Publications

- December 1, 2017: Vol. 4, Number 12

Stone Age to Digital: What makes a good investor?

by Jim Steiner

Staying on top of your investments can be daunting. But what if your wealth was carved in stone? On the island of Yap, wealth was stored in a “Fei” — a large donut-shaped stone up to 12 feet in diameter. The island had only three commodities — fish, coconuts and sea cucumber — all highly perishable. Only the Fei could store wealth and enable families to gather wealth and obtain credit. Still to this day, islanders use the stones for traditional or ceremonial exchange.

In today’s digital age, things are not as different as you may think. We still need wealth storage that is trustworthy, dependable and durable. We are heavily dependent upon our institutions to maintain wealth vehicles. In short, we trust an intangible system. If you look at the net worth of the typical U.S. household:

  • 32 percent of our wealth is equity in our homes
  • 16 percent is in 401(k)s and thrift savings accounts
  • 11 percent is in IRAs and Keogh accounts
  • 10 percent in is stocks and mutual funds, etc.

Surprisingly, we have seen the universe of U.S. stocks shrink dramatically during the past 20 years. The United States has witnessed a 50 percent reduction in listed securities while other developed countries have experienced a 50 percent increase over this timeframe, thus resulting in a listing gap of nearly 6,000 companies. Much of the decline in the number of U.S. stocks is due to mergers and acquisitions. As a result, we have more concentrated industries with larger, older, more lucrative companies who pay out dividends to shareholders.

While the number of ultra-high-net-worth individuals is increasing, there is still a gender gap in the United States. Almost 70 percent of men have made their own wealth, compared to 34 percent of women. Nearly half (48 percent) of women have inherited their wealth, typically as widows.

However, women do have an advantage when it comes to investing, according to recent research by the Wells Fargo Investment Institute. The study shows that while women often say they have low confidence in their ability to invest, their investment performance leads that of men on average when adjusted for risk, due to their patience, discipline and willingness to learn.
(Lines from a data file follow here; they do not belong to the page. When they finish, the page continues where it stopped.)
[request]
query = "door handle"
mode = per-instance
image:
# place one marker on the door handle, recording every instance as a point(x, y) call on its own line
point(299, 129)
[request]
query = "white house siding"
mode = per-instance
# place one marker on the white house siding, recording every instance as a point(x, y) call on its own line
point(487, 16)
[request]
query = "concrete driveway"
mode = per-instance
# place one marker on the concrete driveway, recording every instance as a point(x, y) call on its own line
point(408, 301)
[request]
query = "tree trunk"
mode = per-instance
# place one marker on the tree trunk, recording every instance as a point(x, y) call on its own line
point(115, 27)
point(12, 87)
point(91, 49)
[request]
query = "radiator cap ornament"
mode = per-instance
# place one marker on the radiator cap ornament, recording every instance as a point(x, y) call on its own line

Whether you have inherited wealth or are creating your own nest egg, it’s never too late to start investing. Consider these tips to be a good investor:

  • Manage risk rather than return. Risk is about more than volatility. Ask yourself which risks could have the greatest consequences for you personally and manage accordingly.
  • Understand the long-term compounding of money. Every time you buy and sell a stock, you incur fees and capital gain taxes. When you buy a quality stock and keep it for the long haul, the money you would have paid in capital gains is instead potentially compounding your investment return — especially if the company pays dividends that you can reinvest. Over time, this can have a powerful impact. The earlier you start investing, the greater the potential power of compounding.
  • Learn how commodities work. Commodities — whether they are agricultural, energy-based or metals — trade on supply and demand and are difficult to value because cycles are challenging to predict. Look for companies with competitive advantages that are sustainable and generate free cash flow consistently (after accounting for capital expenses). Companies that deploy their cash flow into strategic investments can be much more fruitful for long-term investors.
  • Seek niches, scale advantages and inefficiency in active investments. Markets are efficient most of the time but not all of the time. So, determine the value of a business and invest when the opportunity is presented by market inefficiency and depressed prices. Price is what you pay, but the value of the business is what you will own over the long term. The best long-term investments tend to be niche businesses and businesses where scale can create a cost advantage.
  • Challenge assumptions and be a contrarian. Be wary of the herd mentality. Consider buying a stock when others are panicking and selling their shares. Being a contrarian requires courage and also requires one to take the emotion out of investing.
  • Look for change at the margin. Think of the proverbial canary in a coal mine. Look for changes happening that could disrupt an industry and consider the risk and opportunities that may come as a result.
  • If you don’t know what you are doing, seek professional help.

No matter how you choose to store and invest your wealth today, think about your values and the legacy you want to leave for future generations. Consider the social, economic, political, religious and cultural circumstances that shaped your family’s lives and reputations, and what helped you succeed. Looking to your past can often help inspire your future.

Jim Steiner is president of Abbot Downing.